Newsletter Updates for September 2014
Highly recommended, Oct 2: an O’Reilly Media webcast Spark 1.1 and Beyond by Patrick Wendell and Ben Lorica. Two people who have much to share about where Apache Spark is heading.
My favorite conference in a long while was the Spark Tutorial hosted by Prof. Reza Zadeh @ Stanford ICME – home of world-leading innovation for machine learning at scale. The tutorial featured lectures on Spark Streaming, MLlib, GraphX, etc., from lead committers. Great to be working at Stanford again (if only for a few days this summer) and wonderful to meet many people who participated. Here’s an excellent set of notes. For Stanford affiliates, Prof. Zadeh has an upcoming course CME 323: Distributed Algorithms and Optimization with related content explored in much more detail.
We will hold another Spark Tutorial at UMD in College Park, Maryland on Oct 20–22, hosted by Prof. Jimmy Lin. That event sold out quickly, as did the one at Stanford – so we’ll do more! More about that in a bit.
The Quad @ Stanford University |
Another great conference this summer was the inaugural MesosCon 2014 in Chicago last month. Twitter kindly recorded all the sessions. In particular, Ben Hindman’s keynote hints toward cross-datacenter features on the horizon. My talk was about Spark on Mesos, and a related blog post shows a few simple steps to launch a Spark cluster on Mesosphere’s free-tier service atop Google Cloud Platform.
Mesosphere partnered with Google’s Omega team for a killer demo involving Kubernetes and Mesos, showing cluster failover/migration across datacenters in CA and NY. Sounds simple, but the implications are vast. The other killer demo, from eBay, featured YARN on Mesos – with ultimately no code mods required, just an additional JAR file plus some config settings. Check out related slides and video.
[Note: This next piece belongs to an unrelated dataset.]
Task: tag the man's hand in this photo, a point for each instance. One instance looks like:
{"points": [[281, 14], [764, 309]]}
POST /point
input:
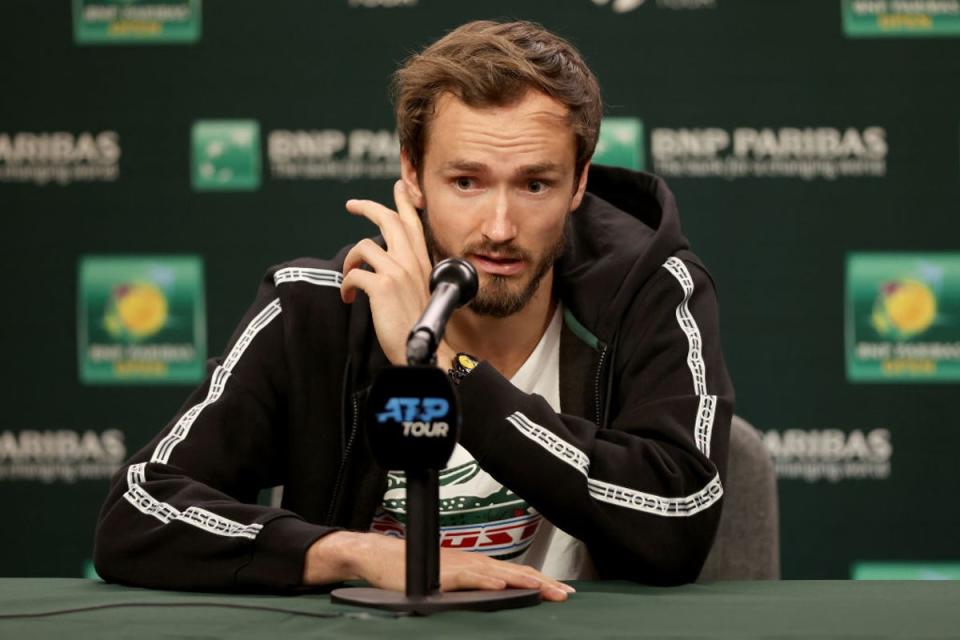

Ginormous implications for that one, thanks eBay!
Sparky-the-Bear sez: ignite your data
Big news for me this summer was joining Databricks as Director of Community Evangelism. New business cards. Lotsa new tshirts. I’m thrilled to become part of this renowned team, delighted to be out in the field amidst the exponential growth of Spark production use cases.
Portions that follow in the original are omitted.